Efrat Tseëlon pioneered the field of critical fashion studies, examining concepts, artefacts and practices as signs of ideologies and power relations.She has contributed to fashion scholarship by extending the research agenda from designer fashion to ordinary clothes, and from designers and makers, to consumers and wearers. Tseëlon is the editor in chief of Critical Studies in Fashion & Beauty, and is the author of numerous publications critically interrogating key concepts in fashion research such as beauty as stigma, or school uniform as an instrument of control. In her book The masque of femininity (1995) she developed the theory of fashion as an ideology of gender construction, and in Masquerade & Identities (2001) she analyses masquerade as a technology of identity critique. In Fashion Ethics (2013) she examined ethical fashion as ideological discourse.
Can luxury be copied?
Veronique Pouillard-Maliks, University of Oslo
What is the status of the counterfeits of luxury? What is lost, or gained, on the way? This paper will depart from an interwar American press clipping showing a dozen copies of the latest fashions in all price ranges. It will then turn to Paris designers, the ‘originators’ or creators of the designs copied in the US and on domestic markets. These Paris firms waged legal battles against counterfeiters who sought to reproduce fashion for the masses. Using unpublished archives of legal cases, the paper will examine the intertwined notions of luxury and dissemination during the interwar period. The paper thus feeds into the question of ‘how luxury is known’, only this time from a historical perspective.
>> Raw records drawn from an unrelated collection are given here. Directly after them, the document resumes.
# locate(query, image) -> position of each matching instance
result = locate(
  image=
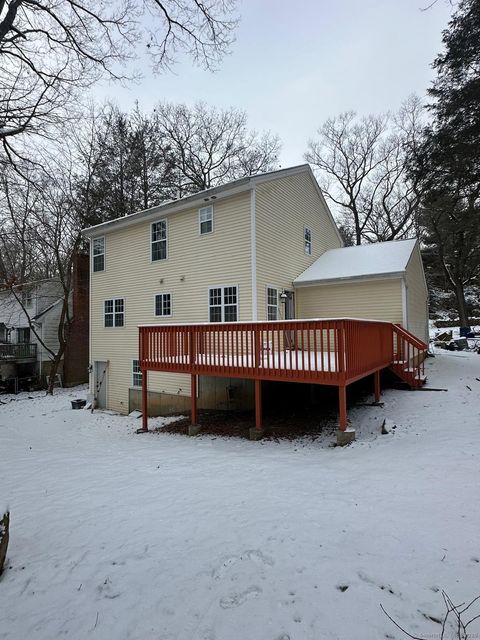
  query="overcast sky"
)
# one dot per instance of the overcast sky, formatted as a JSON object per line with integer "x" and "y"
{"x": 296, "y": 63}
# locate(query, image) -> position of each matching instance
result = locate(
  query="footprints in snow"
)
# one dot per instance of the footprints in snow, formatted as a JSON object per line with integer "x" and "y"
{"x": 234, "y": 600}
{"x": 256, "y": 556}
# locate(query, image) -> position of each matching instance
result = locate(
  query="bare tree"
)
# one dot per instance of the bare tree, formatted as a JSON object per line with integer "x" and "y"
{"x": 362, "y": 168}
{"x": 52, "y": 49}
{"x": 208, "y": 147}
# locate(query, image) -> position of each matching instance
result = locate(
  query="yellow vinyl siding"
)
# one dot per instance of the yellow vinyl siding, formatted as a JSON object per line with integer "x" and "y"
{"x": 371, "y": 300}
{"x": 195, "y": 262}
{"x": 283, "y": 208}
{"x": 417, "y": 297}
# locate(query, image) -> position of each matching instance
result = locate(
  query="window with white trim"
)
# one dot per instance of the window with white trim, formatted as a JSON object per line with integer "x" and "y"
{"x": 163, "y": 304}
{"x": 136, "y": 374}
{"x": 159, "y": 240}
{"x": 272, "y": 303}
{"x": 223, "y": 304}
{"x": 205, "y": 220}
{"x": 114, "y": 312}
{"x": 98, "y": 250}
{"x": 27, "y": 298}
{"x": 307, "y": 240}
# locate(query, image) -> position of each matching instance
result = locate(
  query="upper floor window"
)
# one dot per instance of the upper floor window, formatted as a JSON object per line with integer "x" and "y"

Associate Professor Veronique Pouillard-Maliks
University of Oslo, Department of Archaeology, Conservation and History
Veronique Pouillard-Maliks’s research focuses on the history of consumption societies in Europe and in the transatlantic space. She is currently finishing a book on the history of fashion piracy in the 20th century, in which she investigates how fashion firms used the criminalization of counterfeiting as a business and marketing strategy. She is particularly interested in the relations between business and government and, in this respect, also works on the history of communication techniques, with a focus on the compared history of advertising and propaganda.